Qu’est‑ce que la théorie de l’agence ?
Définition de la relation d’agence (principal et agent)
La théorie de l’agence analyse les situations où une personne, appelée principal, délègue une partie de son pouvoir de décision à un tiers, l’agent, pour réaliser une tâche en son nom. Dans une entreprise, c’est typiquement le cas entre un actionnaire (le principal) et un dirigeant (l’agent). Le problème surgit parce que leurs intérêts ne coïncident pas toujours : l’agent peut privilégier son confort ou ses objectifs personnels plutôt que la performance de l’organisation.
L’origine du concept : Jensen et Meckling (1976) et l’article « Theory of the firm »
Bien qu’Adam Smith ait déjà pressenti le problème, ce sont Michael Jensen et William Meckling qui formalisent la théorie dans leur célèbre article de 1976, intitulé « Theory of the firm : managerial behavior, agency costs and ownership structure ». Ce texte, publié dans le Journal of Financial Economics, pose les bases de l’analyse des coûts d’agence et de la relation entre propriété et contrôle des moyens de production.
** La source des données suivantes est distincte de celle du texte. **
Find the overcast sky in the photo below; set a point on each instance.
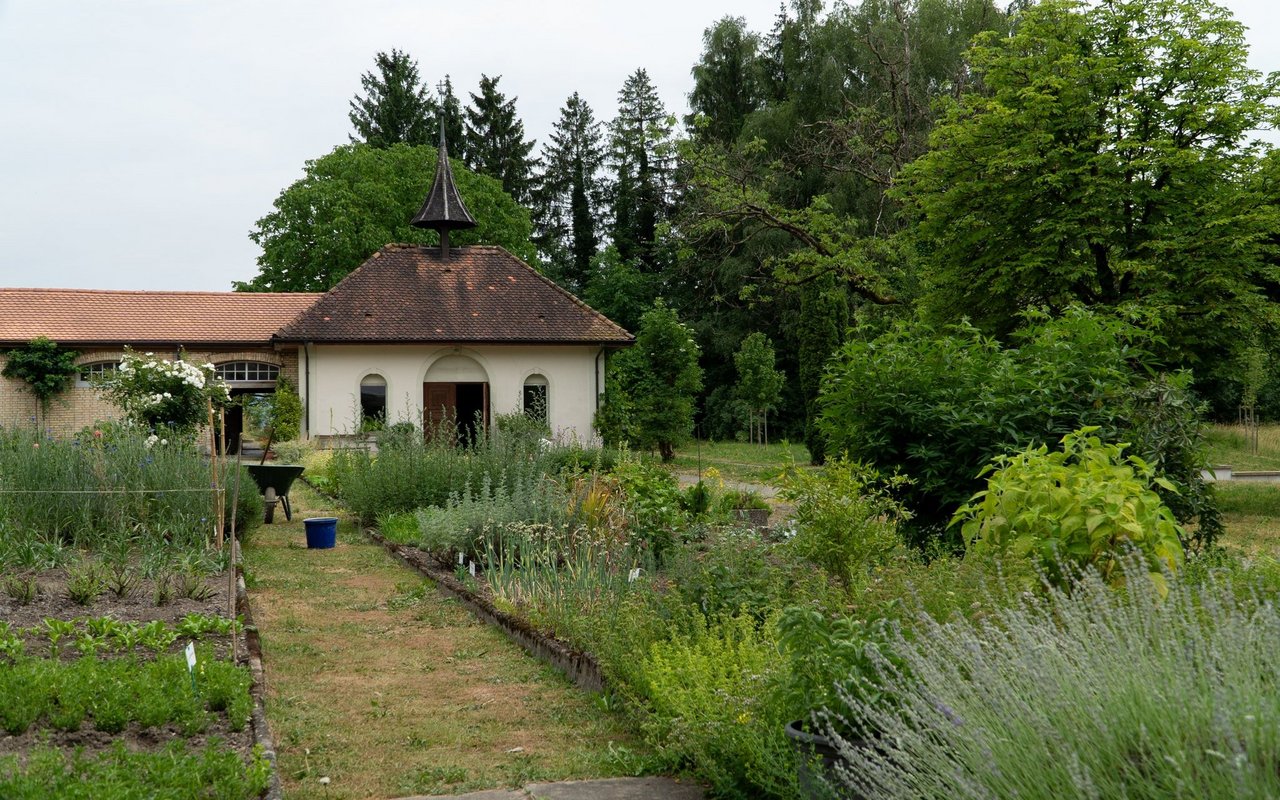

Le problème fondamental : divergence des intérêts et asymétrie d’information
Le cœur du problème réside dans le fait que l’agent dispose souvent d’informations que le principal ignore (asymétrie d’information). Par exemple, un dirigeant connaît mieux les opportunités quotidiennes de l’entreprise que ses actionnaires. Cette situation peut l’inciter à agir pour son propre bénéfice, au détriment du principal. D’où la nécessité de mettre en place des mécanismes pour aligner les intérêts.
Les problèmes clés et les coûts d’agence
Aléa moral, antisélection et coûts d’agence
Deux phénomènes aggravent la relation d’agence : l’antisélection (avant le contrat, le principal peut choisir un agent incompétent) et l’aléa moral (après le contrat, l’agent peut réduire ses efforts). Jensen et Meckling distinguent trois coûts d’agence : les coûts de surveillance (audits, contrôles), les coûts de cautionnement (garanties fournies par l’agent) et la perte résiduelle (baisse de valeur due à des décisions non optimales). Ces coûts sont inévitables mais peuvent être réduits par des incitations bien conçues.
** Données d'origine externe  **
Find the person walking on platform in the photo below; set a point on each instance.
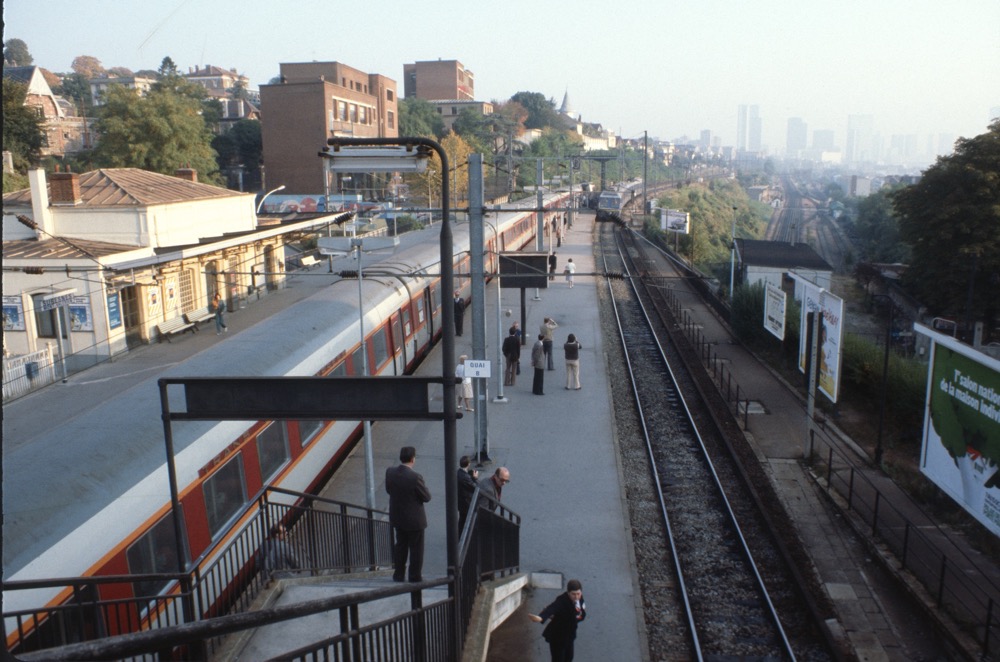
(511, 349)
(459, 313)
(467, 476)
(492, 486)
(548, 326)
(538, 363)
(565, 612)
(572, 349)
(218, 306)
(407, 496)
Exemple : la relation actionnaire‑dirigeant
Un PDG avec un salaire fixe peut privilégier des projets prestigieux peu rentables. L’actionnaire, lui, veut maximiser la valeur de ses actions – divergence classique d’intérêts au sein de l’entreprise.
Comment aligner les intérêts de l’agent et du principal ?
Contrats incitatifs et mécanismes de contrôle
Une solution courante consiste à lier une partie de la rémunération de l’agent à des indicateurs de performance (stock‑options, bonus). Cela aligne ses intérêts sur ceux du principal. Parallèlement, les actionnaires mettent en place des instances de surveillance : conseil d’administration, comité d’audit. Trop de contrôle peut toutefois freiner l’initiative et générer des coûts supplémentaires.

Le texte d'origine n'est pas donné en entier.